On one occasion, when my chemo drugs yet again hadn’t turned up and I had been waiting for over four hours, my body seemed to totally rebel. By the time the drugs arrived I was a nervous wreck, sobbing and feeling nauseous, I had to keep running to the toilet. A lovely African nurse put up some screens around me, held my hand, and let me cry. Not just a little cry, the sort where you can’t catch your breath. She then held me in her arms until I eventually fell asleep, exhausted. I woke up and the treatment was over, I hadn’t felt a thing!

But all of the other negative experiences had a massive effect on me, and how I felt about going through treatment. The nurses, who were mostly very caring, were clearly overworked and didn’t have the time to spend with me that I needed. I obviously needed more support but there didn’t appear to be any at the hospital. And sadly, my beloved father died of a heart attack whilst I was nearing the end of my treatment. I’m sure the stress of it all had a part to play.

GRETA'S QUOTE 2

My family were the key to my recovery

My mum and dad made me walk every day, even if it was only to the garden gate and back again.
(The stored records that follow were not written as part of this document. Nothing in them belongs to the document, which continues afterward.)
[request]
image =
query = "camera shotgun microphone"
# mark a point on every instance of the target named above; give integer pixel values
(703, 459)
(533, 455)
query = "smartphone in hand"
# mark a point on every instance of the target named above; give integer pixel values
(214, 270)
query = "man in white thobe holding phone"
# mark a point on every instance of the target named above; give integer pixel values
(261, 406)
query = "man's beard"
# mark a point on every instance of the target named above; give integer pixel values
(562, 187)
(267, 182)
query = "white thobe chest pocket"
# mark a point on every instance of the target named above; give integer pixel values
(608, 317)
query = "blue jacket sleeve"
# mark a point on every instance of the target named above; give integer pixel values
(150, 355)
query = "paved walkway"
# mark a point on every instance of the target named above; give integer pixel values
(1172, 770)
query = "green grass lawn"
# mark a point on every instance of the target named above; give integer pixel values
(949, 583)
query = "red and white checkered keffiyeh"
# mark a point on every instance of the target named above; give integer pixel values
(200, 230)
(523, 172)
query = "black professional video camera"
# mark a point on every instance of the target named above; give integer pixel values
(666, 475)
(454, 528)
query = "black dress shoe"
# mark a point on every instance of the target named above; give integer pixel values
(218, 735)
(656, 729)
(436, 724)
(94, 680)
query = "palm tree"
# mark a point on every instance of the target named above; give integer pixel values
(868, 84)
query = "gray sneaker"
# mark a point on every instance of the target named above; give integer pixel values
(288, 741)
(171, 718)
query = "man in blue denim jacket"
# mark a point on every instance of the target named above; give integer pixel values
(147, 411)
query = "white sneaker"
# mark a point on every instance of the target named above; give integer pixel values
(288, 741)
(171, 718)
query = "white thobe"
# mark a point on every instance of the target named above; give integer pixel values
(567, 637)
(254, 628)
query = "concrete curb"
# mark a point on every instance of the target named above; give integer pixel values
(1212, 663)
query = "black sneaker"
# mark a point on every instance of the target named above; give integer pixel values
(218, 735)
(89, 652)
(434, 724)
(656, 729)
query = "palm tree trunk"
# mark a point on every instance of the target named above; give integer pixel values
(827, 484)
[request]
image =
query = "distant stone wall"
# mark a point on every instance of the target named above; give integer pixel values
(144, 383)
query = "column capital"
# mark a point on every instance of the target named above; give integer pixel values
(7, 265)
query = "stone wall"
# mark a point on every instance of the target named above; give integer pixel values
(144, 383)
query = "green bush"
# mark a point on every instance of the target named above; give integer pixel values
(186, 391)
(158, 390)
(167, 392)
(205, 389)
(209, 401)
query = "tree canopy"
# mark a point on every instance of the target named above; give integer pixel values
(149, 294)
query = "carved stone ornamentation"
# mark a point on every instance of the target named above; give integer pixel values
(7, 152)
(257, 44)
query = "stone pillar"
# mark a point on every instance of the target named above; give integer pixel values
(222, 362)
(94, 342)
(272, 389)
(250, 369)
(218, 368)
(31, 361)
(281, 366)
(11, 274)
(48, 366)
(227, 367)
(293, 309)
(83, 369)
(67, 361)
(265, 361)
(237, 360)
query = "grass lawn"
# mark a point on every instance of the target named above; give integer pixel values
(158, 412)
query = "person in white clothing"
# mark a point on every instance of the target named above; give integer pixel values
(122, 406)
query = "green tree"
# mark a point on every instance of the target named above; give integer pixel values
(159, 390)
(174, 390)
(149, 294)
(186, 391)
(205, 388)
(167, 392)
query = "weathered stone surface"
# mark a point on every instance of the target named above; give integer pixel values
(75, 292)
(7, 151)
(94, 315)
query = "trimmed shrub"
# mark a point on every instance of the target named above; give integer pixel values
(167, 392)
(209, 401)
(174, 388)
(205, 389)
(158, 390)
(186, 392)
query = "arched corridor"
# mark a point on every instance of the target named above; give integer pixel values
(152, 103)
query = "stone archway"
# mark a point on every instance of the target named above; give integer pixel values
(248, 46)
I was often reluctant, but they encouraged me to persevere. I always walked in the mornings as this was my strongest time of the day. They would encourage me to take the first small steps and would walk alongside me no matter how slow I was. They never tried to make me do things my body was not capable of, but always encouraged me to go out in the fresh air, sit on a bench, and watch the birds and the people walking past. They refused to let me wallow in my own self-pity (I had a little bit, but not too much!)

My husband and teenage sons would help in many ways, whether it was injecting me at home, rubbing my back when I was sick, or going to the shops when the only thing I wanted to eat was ice cream. They were my rocks, waking me up each morning and running me a hot shower. After that I would put my makeup on, no matter how bad I was feeling. I had no hair at all at one point, but always tried to look my best. I kept telling myself that this wasn’t going to last forever.

Strangely, after being alone throughout all my appointments and treatments due to the lockdown, it was once I’d gone into remission that I truly crashed and burned. This came out of nowhere and was a complete shock to me. I felt as if I should have been elated and yet the realisation of what I’d been through hit me like a tidal wave. I wasn’t expecting it as no-one had suggested this was a possibility.

GRETA'S TIP BOXI feel very different now

I had a change of consciousness after having cancer. By that, I mean I came to understand how precious life can be and that it can change in a heartbeat. I began to really focus on the major things in life, like family, and no longer sweat the small stuff. This whole experience has helped me to be stronger than I ever thought possible, even though I thought I was strong before. It has changed me, made me who I am now, and I truly believe I’m a better person because of what I’ve been through.

I was diagnosed with HER2 Triple Positive Breast Cancer stage 2 in March 2020. I am a wife to Paul Read, married for twenty years with two wonderful teenage boys, Ronnie and Callum. I live in Borehamwood and my hobbies include walking my dog, holidays in the sun, eating out (I can’t cook!) and seeing friends.